Finalement, au matin du jour "j", son père l'appela dans son bureau et il lui dit comment il était fier d'avoir un fils aussi intelligent et formidable, et comment il l'aimait beaucoup. Le père tendit à son fils une boîte dans un emballage cadeau ; curieux mais aussi déçu, le jeune homme ouvrit la boîte et découvrit une belle Bible avec une couverture en cuir.
Très furieux, il éleva la voix à son père et lui dit ; "avec tout ton argent, tu ne m'offres qu'une Bible ???" et claquant la porte, il sortit de la maison en laissant derrière lui la Sainte Bible.
Plusieurs années ont passées et le jeune homme se trouva couronné de succès dans le monde des affaires, il s'acheta une grande et belle maison et il fonda une famille merveilleuse; il se souvint de son père qui était devenu très vieux et se dit qu'il devait aller le voir , car il ne l'avait plus revu depuis le jour où il avait obtenu son diplôme.
Juste avant de partir, il reçu un télégramme lui disant que son vieux père venait de mourir et qu'il avait cédé tous ses biens à son fils. Il devait donc partir immédiatement pour s'occuper de son héritage.
Quand il arriva dans la maison de son père, soudain, son coeur fut rempli de tristesse et de regret... il se mit à fouiller dans les dossiers importants de son père et il tomba sur cette Bible à l'endroit même où il l'avait laissée il y a plusieurs années... il éclata en sanglots, ouvrit la Bible et se mit à tourner les pages.
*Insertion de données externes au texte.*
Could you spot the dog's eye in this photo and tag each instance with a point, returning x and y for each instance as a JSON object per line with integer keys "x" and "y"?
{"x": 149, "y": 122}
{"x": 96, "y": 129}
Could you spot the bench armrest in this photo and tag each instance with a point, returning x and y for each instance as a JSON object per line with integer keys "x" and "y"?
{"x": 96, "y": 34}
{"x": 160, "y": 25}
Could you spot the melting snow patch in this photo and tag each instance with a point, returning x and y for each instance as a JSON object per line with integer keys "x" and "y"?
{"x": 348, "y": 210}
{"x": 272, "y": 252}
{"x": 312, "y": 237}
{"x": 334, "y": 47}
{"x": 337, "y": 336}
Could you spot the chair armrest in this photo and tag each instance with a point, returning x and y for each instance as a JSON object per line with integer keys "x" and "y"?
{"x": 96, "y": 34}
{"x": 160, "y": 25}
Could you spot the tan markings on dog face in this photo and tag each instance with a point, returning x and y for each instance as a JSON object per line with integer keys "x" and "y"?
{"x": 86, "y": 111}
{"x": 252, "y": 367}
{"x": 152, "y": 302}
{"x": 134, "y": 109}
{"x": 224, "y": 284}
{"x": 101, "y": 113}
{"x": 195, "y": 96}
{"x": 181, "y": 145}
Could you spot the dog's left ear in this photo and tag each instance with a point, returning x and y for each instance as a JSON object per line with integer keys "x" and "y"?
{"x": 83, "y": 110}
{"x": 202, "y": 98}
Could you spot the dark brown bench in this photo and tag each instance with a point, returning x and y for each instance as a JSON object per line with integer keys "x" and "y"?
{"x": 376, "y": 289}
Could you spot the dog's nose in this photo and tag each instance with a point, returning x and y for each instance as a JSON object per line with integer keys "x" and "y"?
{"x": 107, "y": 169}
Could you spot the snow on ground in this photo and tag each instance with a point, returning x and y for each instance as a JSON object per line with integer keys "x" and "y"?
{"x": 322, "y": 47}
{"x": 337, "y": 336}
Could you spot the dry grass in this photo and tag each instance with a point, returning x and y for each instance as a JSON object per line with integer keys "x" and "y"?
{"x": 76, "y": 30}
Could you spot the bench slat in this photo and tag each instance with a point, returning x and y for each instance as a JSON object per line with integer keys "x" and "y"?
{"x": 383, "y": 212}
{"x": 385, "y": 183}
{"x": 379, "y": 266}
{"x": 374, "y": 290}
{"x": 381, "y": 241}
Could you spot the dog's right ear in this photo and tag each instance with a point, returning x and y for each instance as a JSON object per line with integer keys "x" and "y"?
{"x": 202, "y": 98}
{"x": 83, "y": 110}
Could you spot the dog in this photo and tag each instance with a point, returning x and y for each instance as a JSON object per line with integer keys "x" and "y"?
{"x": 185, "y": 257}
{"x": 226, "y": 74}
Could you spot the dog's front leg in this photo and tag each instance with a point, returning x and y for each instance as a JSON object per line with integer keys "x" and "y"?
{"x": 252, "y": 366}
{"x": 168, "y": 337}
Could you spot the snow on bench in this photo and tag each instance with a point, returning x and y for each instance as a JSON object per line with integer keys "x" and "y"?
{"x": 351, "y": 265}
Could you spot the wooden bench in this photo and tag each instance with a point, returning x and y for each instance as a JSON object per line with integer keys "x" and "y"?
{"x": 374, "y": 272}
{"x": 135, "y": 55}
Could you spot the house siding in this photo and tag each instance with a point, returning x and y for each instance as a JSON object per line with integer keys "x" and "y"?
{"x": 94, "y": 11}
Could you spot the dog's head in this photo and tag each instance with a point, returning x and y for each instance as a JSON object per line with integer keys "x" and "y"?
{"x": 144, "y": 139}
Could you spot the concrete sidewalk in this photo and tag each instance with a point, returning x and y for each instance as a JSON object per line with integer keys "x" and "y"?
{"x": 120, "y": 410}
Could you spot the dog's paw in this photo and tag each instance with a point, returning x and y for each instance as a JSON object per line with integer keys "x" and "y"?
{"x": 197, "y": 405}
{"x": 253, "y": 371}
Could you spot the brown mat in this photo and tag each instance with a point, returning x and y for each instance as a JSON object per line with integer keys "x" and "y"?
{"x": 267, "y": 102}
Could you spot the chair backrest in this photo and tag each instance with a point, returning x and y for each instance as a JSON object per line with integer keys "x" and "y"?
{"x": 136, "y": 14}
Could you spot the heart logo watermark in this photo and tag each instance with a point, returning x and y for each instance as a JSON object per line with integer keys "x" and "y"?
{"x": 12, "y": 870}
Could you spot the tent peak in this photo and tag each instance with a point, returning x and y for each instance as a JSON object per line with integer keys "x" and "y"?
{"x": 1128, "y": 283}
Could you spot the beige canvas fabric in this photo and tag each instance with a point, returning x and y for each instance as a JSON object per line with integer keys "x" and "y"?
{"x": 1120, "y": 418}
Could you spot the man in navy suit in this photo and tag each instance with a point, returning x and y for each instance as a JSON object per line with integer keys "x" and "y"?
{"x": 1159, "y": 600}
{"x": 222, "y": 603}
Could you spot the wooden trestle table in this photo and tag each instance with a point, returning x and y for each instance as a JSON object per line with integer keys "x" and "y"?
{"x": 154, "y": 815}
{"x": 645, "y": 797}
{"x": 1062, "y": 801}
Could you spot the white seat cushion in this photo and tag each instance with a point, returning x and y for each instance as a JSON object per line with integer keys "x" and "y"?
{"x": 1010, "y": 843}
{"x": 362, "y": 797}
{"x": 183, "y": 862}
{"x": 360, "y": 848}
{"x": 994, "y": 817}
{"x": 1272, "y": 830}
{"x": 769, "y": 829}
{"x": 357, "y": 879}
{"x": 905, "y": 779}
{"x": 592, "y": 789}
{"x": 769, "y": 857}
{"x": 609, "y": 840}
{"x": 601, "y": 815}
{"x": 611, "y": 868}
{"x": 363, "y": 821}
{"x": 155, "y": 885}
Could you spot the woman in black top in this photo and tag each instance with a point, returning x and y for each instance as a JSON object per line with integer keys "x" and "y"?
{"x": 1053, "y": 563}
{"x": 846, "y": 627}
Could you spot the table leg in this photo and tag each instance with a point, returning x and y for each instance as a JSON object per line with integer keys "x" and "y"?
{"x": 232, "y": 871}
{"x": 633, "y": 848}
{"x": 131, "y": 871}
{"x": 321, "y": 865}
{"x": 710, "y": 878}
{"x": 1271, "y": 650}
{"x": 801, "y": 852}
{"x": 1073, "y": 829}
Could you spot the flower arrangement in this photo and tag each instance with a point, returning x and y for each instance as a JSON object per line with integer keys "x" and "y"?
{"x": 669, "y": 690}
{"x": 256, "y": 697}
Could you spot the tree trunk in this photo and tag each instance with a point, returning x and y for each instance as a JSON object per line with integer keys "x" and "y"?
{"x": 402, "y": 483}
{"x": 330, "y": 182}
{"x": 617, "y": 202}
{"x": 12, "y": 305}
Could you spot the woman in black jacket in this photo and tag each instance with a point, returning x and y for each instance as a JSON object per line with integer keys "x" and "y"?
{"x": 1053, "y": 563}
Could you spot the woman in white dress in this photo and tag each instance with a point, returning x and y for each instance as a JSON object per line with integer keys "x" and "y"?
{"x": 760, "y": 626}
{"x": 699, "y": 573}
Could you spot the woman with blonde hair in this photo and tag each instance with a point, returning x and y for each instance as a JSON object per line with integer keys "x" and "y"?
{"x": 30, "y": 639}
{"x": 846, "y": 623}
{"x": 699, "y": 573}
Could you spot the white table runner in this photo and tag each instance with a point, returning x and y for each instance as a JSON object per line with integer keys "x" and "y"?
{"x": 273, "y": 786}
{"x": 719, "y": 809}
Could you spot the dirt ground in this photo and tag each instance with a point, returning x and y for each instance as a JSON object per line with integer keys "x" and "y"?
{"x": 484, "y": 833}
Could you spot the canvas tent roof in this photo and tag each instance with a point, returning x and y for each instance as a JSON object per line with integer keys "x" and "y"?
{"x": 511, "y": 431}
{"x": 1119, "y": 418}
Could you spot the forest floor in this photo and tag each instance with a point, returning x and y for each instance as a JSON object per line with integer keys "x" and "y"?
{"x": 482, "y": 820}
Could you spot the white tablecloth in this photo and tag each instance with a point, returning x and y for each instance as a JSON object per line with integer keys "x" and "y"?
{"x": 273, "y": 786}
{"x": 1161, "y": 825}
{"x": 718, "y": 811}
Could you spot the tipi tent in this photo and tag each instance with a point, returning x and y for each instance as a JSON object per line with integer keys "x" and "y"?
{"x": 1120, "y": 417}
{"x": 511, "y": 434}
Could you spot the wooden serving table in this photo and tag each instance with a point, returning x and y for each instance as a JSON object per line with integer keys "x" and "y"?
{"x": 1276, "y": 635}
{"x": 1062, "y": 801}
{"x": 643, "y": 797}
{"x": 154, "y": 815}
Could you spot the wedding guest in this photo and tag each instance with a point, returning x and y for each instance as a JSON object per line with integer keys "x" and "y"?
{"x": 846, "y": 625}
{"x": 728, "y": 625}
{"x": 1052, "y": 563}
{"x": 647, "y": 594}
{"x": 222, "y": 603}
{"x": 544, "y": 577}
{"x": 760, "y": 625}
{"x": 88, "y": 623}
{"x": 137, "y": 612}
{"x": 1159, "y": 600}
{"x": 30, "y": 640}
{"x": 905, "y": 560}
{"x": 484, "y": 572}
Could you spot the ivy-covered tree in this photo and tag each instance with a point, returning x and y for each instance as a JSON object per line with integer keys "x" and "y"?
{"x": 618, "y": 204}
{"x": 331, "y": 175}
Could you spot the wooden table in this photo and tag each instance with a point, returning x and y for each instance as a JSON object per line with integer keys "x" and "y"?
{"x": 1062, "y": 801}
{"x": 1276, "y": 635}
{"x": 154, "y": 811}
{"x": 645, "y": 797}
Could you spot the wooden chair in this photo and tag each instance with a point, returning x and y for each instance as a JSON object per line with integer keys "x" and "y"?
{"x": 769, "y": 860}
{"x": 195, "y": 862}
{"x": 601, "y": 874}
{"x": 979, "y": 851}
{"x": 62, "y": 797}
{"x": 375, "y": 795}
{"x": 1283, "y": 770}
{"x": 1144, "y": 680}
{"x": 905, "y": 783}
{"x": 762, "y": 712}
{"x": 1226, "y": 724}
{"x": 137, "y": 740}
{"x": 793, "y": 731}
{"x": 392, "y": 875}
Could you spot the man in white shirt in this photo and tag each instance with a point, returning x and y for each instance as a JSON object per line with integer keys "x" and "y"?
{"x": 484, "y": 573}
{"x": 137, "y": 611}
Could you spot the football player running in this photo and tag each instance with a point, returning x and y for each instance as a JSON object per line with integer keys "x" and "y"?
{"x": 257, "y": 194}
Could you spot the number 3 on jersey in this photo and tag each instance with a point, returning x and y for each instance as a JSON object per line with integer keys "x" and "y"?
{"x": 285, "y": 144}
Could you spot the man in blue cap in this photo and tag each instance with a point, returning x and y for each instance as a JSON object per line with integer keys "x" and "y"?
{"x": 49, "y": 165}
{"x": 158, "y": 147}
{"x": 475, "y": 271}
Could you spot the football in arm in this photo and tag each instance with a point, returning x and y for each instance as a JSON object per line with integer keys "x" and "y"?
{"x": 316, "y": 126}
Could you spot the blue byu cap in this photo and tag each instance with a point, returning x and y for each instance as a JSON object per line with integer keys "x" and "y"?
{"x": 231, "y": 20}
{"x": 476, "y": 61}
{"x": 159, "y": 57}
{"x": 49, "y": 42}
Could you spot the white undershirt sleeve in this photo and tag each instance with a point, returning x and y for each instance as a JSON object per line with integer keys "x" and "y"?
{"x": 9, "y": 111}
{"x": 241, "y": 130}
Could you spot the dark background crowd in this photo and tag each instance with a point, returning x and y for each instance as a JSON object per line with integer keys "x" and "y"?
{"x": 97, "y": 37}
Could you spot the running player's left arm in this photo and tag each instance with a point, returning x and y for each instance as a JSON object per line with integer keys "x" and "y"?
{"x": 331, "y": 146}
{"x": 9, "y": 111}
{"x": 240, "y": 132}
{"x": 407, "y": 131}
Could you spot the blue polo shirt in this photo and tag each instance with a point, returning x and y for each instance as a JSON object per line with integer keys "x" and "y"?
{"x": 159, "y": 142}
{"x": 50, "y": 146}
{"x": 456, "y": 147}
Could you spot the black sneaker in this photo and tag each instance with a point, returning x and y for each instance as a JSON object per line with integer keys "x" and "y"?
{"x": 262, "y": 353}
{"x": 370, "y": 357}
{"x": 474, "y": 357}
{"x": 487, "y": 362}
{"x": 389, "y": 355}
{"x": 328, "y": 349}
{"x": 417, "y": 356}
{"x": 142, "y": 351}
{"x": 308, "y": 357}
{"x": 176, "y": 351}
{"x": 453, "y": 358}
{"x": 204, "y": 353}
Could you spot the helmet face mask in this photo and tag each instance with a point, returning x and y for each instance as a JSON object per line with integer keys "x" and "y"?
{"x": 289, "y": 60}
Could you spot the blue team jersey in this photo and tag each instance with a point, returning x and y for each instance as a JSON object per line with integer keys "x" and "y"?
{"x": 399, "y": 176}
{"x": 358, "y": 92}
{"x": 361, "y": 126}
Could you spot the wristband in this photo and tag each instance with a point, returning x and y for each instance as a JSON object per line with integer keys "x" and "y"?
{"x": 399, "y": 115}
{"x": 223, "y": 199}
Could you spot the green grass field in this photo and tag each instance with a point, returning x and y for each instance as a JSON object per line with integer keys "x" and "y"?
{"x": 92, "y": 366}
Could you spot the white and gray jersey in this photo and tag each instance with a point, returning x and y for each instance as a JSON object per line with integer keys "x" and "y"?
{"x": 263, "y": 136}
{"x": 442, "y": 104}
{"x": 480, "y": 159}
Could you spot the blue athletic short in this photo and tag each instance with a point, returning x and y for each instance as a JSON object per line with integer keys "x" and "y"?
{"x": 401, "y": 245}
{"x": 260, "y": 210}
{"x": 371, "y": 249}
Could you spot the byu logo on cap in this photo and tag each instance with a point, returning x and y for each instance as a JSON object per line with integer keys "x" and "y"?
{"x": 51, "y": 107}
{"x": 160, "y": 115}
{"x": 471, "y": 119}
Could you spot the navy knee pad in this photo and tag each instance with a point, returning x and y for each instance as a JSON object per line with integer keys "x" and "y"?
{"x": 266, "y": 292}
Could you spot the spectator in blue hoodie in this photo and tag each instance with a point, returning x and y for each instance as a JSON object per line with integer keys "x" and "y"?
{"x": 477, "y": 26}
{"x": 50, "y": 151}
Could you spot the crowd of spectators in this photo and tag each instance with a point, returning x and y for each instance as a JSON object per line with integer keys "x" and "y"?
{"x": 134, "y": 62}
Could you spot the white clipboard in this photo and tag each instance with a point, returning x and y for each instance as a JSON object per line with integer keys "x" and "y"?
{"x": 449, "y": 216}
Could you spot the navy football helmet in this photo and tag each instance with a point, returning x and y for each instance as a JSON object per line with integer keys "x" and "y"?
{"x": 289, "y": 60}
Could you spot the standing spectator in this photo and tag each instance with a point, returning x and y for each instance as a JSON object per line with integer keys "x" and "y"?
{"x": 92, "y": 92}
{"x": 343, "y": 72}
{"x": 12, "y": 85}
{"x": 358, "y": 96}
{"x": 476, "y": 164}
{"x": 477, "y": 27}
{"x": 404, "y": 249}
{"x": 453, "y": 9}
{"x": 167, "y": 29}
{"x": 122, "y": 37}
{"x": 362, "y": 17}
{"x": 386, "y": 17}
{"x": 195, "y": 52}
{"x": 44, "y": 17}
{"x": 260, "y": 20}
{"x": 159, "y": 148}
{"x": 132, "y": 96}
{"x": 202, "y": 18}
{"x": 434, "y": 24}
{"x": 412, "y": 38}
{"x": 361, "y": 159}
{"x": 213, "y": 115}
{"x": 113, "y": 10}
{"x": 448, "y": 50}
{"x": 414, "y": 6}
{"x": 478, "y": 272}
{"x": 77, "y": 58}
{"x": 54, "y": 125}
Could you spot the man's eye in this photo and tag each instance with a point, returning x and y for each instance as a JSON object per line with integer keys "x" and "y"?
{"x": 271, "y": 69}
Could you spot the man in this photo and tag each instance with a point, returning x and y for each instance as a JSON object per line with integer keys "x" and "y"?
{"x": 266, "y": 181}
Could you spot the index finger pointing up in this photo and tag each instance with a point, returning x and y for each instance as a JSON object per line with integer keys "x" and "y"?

Et comme il lisait ces paroles, une clef de voiture tomba d'une enveloppe qui était collée à la couverture arrière de la Bible. La clef avait une étiquette avec le nom du concessionnaire automobile, le même concessionnaire qui vendait la belle voiture sport qu'il désirait tant avoir et sur l'étiquette figurait la date du jour de la remise de son diplôme, et ces mots...
TOUT A ÉTÉ PAYÉ
Combien de fois ne sommes-nous pas passés à cotés des bénédictions de Dieu, simplement parce qu'elles ne viennent pas de la manière que nous le voulons ?
Dieu n'est pas tel que nous le représentons mais il est tel qu'il s'est présenté à nous !
Une question d’attitude
Une leçon difficile à appliquer mais qui, je le crois en tout cas, vaut la peine qu'on s'y intéresse !
Gaston est gérant dans la restauration à Paris. Il est toujours de bonne humeur et a toujours quelque chose de positif à dire. Quand on lui demande comment il va, il répond toujours : "Si j'allais mieux que ça, nous serions deux : mon jumeau et moi !"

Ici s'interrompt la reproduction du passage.